Jay Lake (jaylake) wrote,
Jay Lake

[religion] Almost a thesis statement from me on atheism

The atheism discussion over at daveraines's joint has continued interesting and civil. I'm promoting a comment of mine over there into a post over here, just because. daveraines asked me where atheists get their moral compass. My answer expanded a bit beyond the the question domain.
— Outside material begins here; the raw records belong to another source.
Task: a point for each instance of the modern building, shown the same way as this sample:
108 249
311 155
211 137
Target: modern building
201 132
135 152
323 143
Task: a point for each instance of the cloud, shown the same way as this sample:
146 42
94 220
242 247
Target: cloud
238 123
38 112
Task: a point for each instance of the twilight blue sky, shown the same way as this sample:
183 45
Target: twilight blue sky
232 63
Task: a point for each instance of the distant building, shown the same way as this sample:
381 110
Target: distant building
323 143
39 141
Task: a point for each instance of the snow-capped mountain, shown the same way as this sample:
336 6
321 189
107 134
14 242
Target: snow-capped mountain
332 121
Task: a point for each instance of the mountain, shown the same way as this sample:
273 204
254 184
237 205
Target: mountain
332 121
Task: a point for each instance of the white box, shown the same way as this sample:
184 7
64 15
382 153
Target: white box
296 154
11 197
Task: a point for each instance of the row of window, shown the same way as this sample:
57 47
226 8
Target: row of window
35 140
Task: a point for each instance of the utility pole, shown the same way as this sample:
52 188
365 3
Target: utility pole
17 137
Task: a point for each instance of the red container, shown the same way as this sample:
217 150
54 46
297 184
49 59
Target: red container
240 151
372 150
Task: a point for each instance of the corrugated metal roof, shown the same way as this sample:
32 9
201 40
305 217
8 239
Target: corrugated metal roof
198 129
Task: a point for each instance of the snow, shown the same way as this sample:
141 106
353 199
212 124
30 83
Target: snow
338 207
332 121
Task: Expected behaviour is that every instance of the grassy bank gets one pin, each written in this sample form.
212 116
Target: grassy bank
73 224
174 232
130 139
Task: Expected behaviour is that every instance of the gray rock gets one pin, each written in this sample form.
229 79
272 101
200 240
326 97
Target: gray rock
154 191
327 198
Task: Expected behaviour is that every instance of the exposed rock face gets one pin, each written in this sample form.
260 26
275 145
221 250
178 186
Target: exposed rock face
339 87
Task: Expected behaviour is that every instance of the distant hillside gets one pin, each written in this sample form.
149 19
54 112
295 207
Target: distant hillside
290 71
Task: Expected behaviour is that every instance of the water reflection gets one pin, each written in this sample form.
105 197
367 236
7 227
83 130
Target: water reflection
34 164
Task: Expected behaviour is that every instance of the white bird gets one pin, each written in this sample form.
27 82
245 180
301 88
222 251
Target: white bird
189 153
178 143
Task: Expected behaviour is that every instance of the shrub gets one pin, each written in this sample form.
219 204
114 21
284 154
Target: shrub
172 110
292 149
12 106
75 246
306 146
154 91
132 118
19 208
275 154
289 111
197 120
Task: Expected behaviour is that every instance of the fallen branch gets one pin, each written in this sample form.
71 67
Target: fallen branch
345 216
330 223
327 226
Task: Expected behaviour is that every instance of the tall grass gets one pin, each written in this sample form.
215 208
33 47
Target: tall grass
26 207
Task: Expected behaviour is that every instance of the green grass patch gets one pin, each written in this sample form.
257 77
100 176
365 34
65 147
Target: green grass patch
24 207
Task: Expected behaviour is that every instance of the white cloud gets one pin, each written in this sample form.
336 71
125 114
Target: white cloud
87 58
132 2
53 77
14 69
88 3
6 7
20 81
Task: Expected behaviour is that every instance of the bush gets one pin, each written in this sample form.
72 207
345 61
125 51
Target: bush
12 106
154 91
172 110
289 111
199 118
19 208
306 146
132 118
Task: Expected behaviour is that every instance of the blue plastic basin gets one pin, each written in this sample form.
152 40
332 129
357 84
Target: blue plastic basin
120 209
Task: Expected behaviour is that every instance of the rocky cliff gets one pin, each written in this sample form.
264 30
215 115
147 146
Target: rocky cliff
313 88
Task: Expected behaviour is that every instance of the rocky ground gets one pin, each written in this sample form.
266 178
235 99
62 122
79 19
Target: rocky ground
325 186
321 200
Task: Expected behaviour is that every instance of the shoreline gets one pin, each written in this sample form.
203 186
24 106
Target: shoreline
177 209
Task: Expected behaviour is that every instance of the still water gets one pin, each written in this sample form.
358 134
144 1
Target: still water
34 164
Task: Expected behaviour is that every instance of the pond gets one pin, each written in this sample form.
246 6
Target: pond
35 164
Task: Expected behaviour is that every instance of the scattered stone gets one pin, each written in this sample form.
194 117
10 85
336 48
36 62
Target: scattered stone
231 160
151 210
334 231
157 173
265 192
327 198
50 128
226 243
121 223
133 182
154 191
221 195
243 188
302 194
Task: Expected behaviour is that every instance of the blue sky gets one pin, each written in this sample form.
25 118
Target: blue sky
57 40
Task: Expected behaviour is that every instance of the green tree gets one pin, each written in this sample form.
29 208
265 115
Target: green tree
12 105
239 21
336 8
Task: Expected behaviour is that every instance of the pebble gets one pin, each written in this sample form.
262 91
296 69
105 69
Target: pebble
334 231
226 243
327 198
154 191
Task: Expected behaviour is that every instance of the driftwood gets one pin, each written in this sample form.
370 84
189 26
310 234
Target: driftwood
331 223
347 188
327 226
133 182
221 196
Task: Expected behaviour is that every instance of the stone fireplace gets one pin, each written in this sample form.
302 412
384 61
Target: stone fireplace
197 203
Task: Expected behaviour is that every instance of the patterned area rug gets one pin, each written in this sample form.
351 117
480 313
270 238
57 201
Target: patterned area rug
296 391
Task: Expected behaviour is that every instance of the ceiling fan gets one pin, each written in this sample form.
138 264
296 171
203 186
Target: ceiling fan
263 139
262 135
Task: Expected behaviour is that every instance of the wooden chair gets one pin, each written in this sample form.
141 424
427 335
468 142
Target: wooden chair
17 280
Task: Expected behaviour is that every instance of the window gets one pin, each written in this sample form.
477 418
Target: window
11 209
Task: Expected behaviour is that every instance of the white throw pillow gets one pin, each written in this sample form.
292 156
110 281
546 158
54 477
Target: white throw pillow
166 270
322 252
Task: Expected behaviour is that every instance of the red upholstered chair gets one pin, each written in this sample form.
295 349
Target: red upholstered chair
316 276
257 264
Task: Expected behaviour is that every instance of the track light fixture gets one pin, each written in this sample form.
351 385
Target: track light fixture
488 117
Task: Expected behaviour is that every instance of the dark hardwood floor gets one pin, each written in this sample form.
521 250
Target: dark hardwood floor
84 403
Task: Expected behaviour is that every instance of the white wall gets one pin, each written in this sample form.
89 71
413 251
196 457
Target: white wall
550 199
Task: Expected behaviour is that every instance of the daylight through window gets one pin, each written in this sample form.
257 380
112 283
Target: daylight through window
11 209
As to where the moral compass comes from, to me it seems to be a basic aspect of socialization. To simplify, everybody has to sleep some time. Everybody has to have a place to stash their stuff, and leave their loved ones. So in a very real sense, even the biggest, meanest, toughest monkey in the tree has to compromise with the other monkeys he lives with. Which translates up to the Golden Rule, pretty much. Which is enlightened self-interest, at its core. I'm with goulo on this one: many of Jesus' teachings resonate with me, without respect to how I might view His putative divinity.

To your methodological footnote, um, yeah. From the perspective of a non-believer, the Bible is no more (or less) a valid source of thought than the Tibetan Book of the Dead, the Theogeny of Hesiod or the Popol Vuh. What makes it sacred truth is your belief that it is sacred truth. Any "proofs" of that sacred truth are by definition circular reasoning from the same starting assumption — which is to say they are not proofs in the empirical sense at all. So cite the Bible as a source translates to "I believe what I believe because I have chosen to believe it." That don't fly in the empirical world inhabited by us atheists.

All that being said, you'll never see me trying to de-convert a Christian. I have a profound respect for the human mind's need for mythic truth (as distinct from empirical truth). Religion in any form is an attempt to divine mythic truth. Where I get off the bus is with those believers who naively (or deliberately) confuse their mythic truth with empirical truth. Young Earth Creationists are a very obvious example.

As I said previously, to my view the choice to embed oneself in a religious framework is an abdication of personal responsibility. If God solves all problems, you don't have to. (Yes, I'm grossly simplifying again.) Likewise evil: if it's about Satan and original Sin and the fall, then an individual doesn't have to bear personal responsibility for the evils in the world, or even the evils they commit.

I'm tempted to think that the greatest benefit faith confers upon its followers is certitude — the world is an ambiguous place. Most people are not comfortable with ambiguity. Dualism seems to be inherent in at least Western culture if not hardwired into human thought. It takes a lot of courage to be an atheist, to accept that there aren't any simple answers, and probably aren't any complex ones except those we create for ourselves, and that personal extinction looms a few million heartbeats (or less) in the future. Religion absolves us of those burdens and replaces them with a solid, comfortable sense of our place in God's plan.

Nice work if you can get it, but the only proofs I've ever seen of God are inherently circular, and rely on me being willing to believe in advance that they are affirmative. The universe goes on whether or not I believe in it. God does not.